If Lana was healing this thing, she’d have hell to pay—no, she didn’t have nearly enough blood. And of course she would try to heal any demon in sight. That was simple survival instinct. In her position, I would do the same.

But she wasn’t healing it.

Which left only one possibility.

Major affinity: breathing fire.

Minor affinity: some sort of immunity to bullets.

Still wheezing to catch my breath, I planted my palms on my knees and watched my house go up in flames around the creature.

Only one way to kill a demon like this. Don a fire proximity suit, rip off its head to deprive its lungs of potency, then do the next best thing to burning a demon—dissolve its flesh in acid.

None of which was happening tonight.

I’d gotten my ass kicked.

I squeezed off a few more halfhearted shots, which the demon ignored. Crouching on all fours, it continued to blast the floor.

The floor.

With a twist in my gut, I realized. It was going through the floor.

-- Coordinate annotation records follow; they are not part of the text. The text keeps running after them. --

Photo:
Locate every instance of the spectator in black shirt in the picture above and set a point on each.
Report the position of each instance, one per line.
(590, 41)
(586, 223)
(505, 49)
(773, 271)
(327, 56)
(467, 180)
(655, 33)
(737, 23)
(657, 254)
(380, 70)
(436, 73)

Below the floor lay my safe house, all my weapons, my machine shop, my Hummer, and Lana—possibly the most valuable prisoner I’d ever captured.

That kind of fire, its bluish color... it would be hot enough to melt the rebar in the concrete slab.

My insides turned to ice.

I’d once thought it would take weeks to dig me out of my cave. With a major affinity like that, it would take minutes.

And I could do nothing but watch.

Brad. He was still down there.

Once that slab broke, he’d get fried.

Shit. I sprinted back around to the trap door, where I dropped back into the basement.

“Brad,” I called, charging up the corridor. “Brad, get your crap, we’re gone! Let’s go, go, go!”

The room was empty.

Huddled in the corner of her cell, shivering, Lana watched me from behind a curtain of her long, iridescent hair, which seemed to be weeping greens and blues under the fluorescent light. Her eyes glistened.

I felt a pang of sympathy. It was a reflex, not an actual emotion. Seeing another creature in distress, no matter if they’re your mortal enemy, it affects you.

I shook it off. “Where’s Brad?”

“He went up to help you,” she whispered, “after we heard shooting. By now, he’s surely dead. That Infernarus up there—”

The ceiling shuddered, yanking both our gazes.